The three classes had finished a lesson on farming, learning about crops and livestock, and teachers wanted to find a way to use technology to further their students’ understanding of a farm, according to Mark Thomas, digital learning coach at Kermit Booker Elementary School.
"We’re an inner-city school, so kids don’t have a whole lot of opportunities to get out of the classroom," Thomas said. "So they (the teachers) wanted to look at virtual field trips."
Through a simple Google search, something like "virtual tour of a farm," Thomas found the Iowa Farm Bureau website and another link to the Polk County Ag in the Classroom program. There, he found the contact information for Gretchen Voga, director of the Polk County Farm Bureau Ag in the Classroom program. Voga then coordinated the Farm Chat between the kindergarten classes and the two farms near Boone: the Anderson Farm and Red Granite Farm.
The first stop on the tour was the Anderson Farm. There, Laura Anderson Loots, a Boone County Farm Bureau member, explained that she and her family raise cattle and crops on their century farm. On her farm, Loots showed the kindergarten students her 12 cow/calf pairs and pointed out a corn field. Loots, along with her brother and father, raise corn, soybeans, oats and hay. They also grow sweet corn for Birds Eye. Laura also has some broiler chickens and laying hens on the farm.
On the other end of the Google Hangouts connection, kids shrieked in excitement as they heard the moo of the cows.

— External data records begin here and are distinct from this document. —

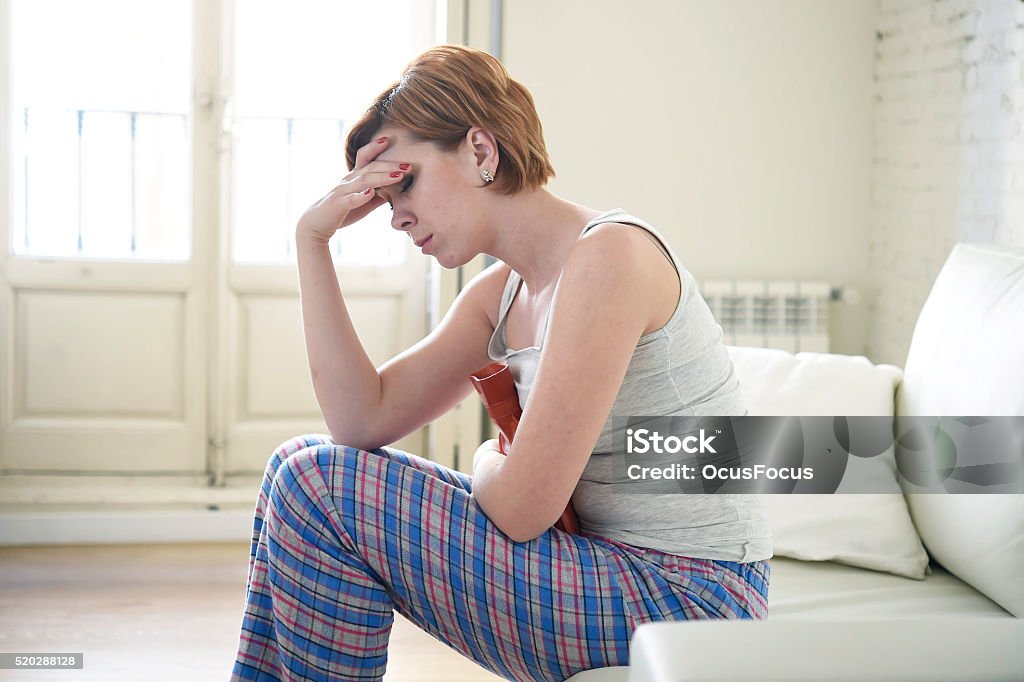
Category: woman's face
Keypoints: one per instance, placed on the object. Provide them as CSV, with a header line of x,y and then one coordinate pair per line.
x,y
438,202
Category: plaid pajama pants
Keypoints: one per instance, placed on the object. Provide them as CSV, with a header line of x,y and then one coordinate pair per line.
x,y
343,538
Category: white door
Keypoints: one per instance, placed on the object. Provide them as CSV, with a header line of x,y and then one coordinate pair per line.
x,y
150,184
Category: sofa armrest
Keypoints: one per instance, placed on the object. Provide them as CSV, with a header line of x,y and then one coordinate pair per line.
x,y
895,649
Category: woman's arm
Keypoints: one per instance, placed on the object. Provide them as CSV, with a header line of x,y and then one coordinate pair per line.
x,y
601,308
365,407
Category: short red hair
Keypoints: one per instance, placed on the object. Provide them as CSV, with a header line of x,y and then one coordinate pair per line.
x,y
450,89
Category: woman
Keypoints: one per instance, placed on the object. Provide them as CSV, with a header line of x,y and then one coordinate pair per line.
x,y
595,316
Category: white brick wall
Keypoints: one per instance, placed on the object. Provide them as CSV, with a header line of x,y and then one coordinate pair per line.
x,y
948,148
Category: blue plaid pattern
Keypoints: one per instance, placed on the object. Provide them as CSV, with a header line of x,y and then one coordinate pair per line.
x,y
343,538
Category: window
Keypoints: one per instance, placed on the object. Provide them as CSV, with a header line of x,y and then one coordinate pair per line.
x,y
101,142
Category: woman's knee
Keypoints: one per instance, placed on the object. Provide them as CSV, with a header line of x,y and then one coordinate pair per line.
x,y
290,448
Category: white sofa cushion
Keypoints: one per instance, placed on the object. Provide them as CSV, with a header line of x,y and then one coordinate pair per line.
x,y
967,358
867,530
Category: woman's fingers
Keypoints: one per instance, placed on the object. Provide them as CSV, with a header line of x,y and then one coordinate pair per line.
x,y
369,152
390,174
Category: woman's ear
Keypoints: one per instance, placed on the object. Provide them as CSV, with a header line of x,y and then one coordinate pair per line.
x,y
484,146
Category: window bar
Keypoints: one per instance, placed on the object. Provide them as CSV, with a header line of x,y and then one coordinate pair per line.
x,y
288,184
81,121
132,116
26,164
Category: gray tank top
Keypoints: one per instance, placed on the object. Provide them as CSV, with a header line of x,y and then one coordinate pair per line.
x,y
681,369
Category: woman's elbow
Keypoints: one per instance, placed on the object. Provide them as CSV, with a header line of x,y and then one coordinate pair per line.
x,y
522,526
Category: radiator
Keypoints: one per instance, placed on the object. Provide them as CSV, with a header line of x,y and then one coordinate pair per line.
x,y
786,314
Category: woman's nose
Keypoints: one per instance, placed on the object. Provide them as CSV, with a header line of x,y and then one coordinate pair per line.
x,y
402,220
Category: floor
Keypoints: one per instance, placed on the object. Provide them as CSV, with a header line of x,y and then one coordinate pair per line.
x,y
159,612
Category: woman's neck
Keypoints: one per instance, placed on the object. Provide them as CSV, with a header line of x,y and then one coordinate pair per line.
x,y
534,232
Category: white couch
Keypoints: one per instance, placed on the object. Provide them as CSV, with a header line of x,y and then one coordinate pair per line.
x,y
888,586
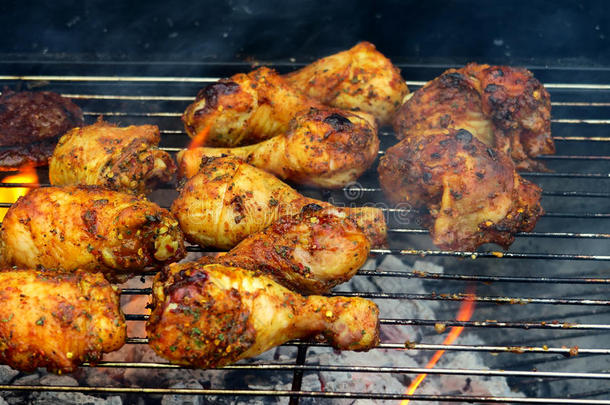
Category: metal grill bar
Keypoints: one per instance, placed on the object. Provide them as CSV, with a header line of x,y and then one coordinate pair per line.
x,y
286,393
373,369
474,324
175,79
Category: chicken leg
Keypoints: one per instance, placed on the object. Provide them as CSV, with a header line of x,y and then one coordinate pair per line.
x,y
209,315
229,200
324,148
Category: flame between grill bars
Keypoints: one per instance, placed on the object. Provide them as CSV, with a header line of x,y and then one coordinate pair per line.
x,y
535,302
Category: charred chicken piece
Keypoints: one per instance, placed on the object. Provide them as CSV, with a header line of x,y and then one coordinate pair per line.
x,y
89,228
57,320
30,124
229,200
325,148
472,192
213,315
310,252
102,154
244,109
360,78
504,107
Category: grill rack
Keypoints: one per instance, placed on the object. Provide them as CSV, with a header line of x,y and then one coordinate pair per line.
x,y
300,367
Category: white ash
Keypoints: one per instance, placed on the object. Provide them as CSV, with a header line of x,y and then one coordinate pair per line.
x,y
184,399
42,377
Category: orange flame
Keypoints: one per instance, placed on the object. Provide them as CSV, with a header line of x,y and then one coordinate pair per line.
x,y
11,194
200,138
464,314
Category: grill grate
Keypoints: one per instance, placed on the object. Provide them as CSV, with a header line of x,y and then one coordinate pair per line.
x,y
572,305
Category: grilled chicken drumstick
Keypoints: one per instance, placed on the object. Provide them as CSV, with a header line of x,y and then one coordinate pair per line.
x,y
212,315
244,109
360,78
31,123
89,228
504,107
57,320
229,200
310,252
472,192
325,148
124,159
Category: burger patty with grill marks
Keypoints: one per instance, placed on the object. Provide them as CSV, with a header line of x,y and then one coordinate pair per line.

This wasn’t her first Farm Chat experience. Loots showed some students around a little more than a year ago.
"I just think it’s neat," Loots said. "These kids have no concept (of what a farm is). And how else are they going to learn unless we volunteer?"
Shortly after Loots’ farm tour, Nicole Jonas of Red Granite Farm came through on a Skype connection to show the students her chicken, vegetable and flower farm.

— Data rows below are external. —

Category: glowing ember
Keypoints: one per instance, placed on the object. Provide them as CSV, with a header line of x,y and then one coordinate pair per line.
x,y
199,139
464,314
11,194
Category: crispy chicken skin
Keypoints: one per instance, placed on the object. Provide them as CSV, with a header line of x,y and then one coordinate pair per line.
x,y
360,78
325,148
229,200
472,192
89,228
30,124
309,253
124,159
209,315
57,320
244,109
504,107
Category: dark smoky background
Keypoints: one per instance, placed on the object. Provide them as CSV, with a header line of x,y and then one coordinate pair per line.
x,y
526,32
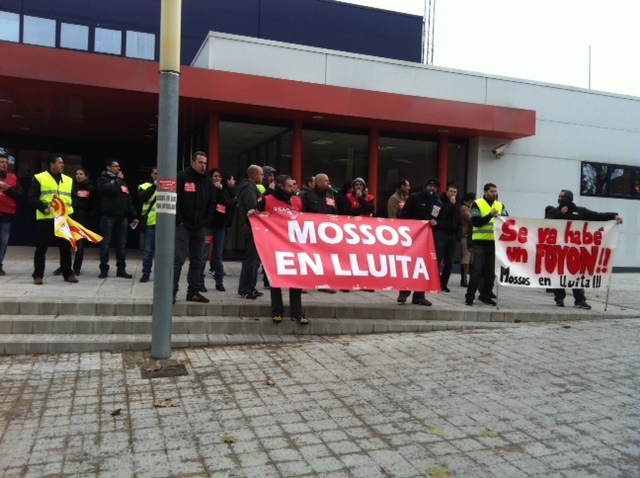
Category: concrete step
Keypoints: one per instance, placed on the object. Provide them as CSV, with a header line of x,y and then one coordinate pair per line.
x,y
92,309
38,335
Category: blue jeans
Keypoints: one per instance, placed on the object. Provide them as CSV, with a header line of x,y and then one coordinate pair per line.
x,y
149,249
189,243
219,235
250,265
5,232
46,236
77,260
113,228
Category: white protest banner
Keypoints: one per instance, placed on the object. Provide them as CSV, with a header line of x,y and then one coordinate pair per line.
x,y
554,254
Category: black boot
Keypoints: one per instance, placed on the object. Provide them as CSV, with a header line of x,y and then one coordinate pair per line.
x,y
464,270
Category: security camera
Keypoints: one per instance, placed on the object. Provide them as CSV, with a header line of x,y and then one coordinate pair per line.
x,y
499,150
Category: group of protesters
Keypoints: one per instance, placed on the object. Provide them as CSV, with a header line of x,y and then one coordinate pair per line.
x,y
206,204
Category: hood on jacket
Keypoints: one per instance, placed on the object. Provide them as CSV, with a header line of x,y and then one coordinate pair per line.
x,y
567,199
358,180
268,170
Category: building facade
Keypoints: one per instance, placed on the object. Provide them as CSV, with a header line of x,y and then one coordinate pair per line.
x,y
304,106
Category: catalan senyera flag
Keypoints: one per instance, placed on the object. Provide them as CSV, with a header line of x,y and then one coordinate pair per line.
x,y
67,228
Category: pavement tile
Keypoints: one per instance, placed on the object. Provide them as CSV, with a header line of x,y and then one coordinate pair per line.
x,y
361,409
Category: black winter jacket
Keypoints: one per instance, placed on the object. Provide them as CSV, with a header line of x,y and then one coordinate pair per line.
x,y
449,221
580,214
84,202
114,197
248,196
196,200
423,206
225,202
321,202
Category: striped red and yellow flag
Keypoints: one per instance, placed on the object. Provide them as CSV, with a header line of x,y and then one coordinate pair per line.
x,y
67,228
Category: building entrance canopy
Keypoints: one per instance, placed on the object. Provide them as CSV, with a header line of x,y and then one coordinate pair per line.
x,y
58,93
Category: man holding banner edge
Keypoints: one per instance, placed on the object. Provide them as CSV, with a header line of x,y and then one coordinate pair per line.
x,y
567,210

The new flock arrives in early April each year and starts laying in August. For a few months of the year, there will be more than 400 hens laying, which can turn out around 30 dozen eggs a day. The family sells nearly 100 dozen eggs to Burgie’s Coffee and Tea Company in Ames each week. The Story City Locker also sells their farm fresh eggs. The Jonas family also has 3 acres in vegetable production, which they sell at Downtown Ames Farmers Market and the North Grand Farmers Market, and grow 5,000 perennials every year, which they sell on their farm.
Curious about eggs
Carrying a wireless microphone, Jonas walked through the hens, pointing out how they feed and water their hens and how they collect the eggs. The kindergarten students were curious about how they collect the eggs, she said.

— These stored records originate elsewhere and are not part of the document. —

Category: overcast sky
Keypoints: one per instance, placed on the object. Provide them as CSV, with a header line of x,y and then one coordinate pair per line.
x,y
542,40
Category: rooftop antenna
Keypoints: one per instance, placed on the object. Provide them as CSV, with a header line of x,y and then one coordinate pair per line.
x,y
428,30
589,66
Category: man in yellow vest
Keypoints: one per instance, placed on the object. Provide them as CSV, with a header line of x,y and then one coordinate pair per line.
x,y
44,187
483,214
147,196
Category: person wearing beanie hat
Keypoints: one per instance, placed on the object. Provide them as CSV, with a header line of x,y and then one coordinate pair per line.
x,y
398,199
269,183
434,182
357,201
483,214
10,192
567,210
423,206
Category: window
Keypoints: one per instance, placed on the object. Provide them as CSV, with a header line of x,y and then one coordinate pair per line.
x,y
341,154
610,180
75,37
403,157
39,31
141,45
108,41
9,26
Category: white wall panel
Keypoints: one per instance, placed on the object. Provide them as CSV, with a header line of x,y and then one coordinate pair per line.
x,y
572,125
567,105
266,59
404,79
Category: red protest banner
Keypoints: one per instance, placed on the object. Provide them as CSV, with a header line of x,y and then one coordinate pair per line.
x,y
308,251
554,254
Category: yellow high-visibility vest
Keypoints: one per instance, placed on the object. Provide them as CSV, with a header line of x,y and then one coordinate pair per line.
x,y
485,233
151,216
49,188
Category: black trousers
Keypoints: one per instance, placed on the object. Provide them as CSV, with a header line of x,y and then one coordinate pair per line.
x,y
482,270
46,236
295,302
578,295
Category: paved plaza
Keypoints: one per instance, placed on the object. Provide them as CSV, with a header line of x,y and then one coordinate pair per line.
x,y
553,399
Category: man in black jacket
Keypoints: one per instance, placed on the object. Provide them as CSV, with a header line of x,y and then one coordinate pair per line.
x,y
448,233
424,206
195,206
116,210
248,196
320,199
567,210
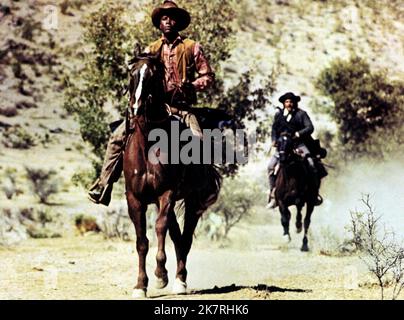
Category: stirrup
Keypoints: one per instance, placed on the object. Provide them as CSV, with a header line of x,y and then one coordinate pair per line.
x,y
319,200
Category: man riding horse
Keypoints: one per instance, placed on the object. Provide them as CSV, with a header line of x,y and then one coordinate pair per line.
x,y
296,122
183,59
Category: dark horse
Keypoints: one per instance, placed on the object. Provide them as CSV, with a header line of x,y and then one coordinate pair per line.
x,y
297,185
160,184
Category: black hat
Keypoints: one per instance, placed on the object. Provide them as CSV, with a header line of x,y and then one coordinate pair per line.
x,y
289,95
170,7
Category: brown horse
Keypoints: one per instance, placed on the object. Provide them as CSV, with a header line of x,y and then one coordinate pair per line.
x,y
197,186
297,185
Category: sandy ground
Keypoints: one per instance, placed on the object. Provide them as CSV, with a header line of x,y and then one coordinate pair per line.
x,y
89,267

"They were asking the color of the eggs, where they lay their eggs; they were probably envisioning a bird’s nest," Jonas said. So through the use of the iPad and the Skype connection, Jonas was able to point out just that.
That’s the beauty of using a real-time connection in the farm tours, Voga said.
"It’s a little better than a video because it’s in real time. They can ask questions right on the spot," she said.
This was the third Farm Chat that Red Granite Farm participated in just this spring, she said. Other virtual visitors included students from two nearby schools.
"It’s a great way to get around the field trip logistics and cost so kids (and schools) don’t have that. On the farm end, they don’t have to deal with the liability issues," Voga said.
And in the case of livestock farms, farmers don’t have to worry about biosecurity concerns, she said.
"Since it’s just me and the iPad and the farmer, the kids get to go inside the livestock building, they get to see how they’re fed, how they’re watered," Voga said.
Thomas said the students loved their tours of the Iowa farms.
"They absolutely loved it. They were able to hear actual farm animal sounds and see animals," Thomas said.
And it enhanced the learning experience in the classroom, he said.
"It was awesome because it confirmed some of the things they had been talking about in class. It’s one thing to talk about what it’s like on the farm, it’s another for the kids to see that live and how it really happens. They don’t have the opportunity to see live cows or see tractors or the fields, so to actually see that and how it worked helps confirm that for them," Thomas said.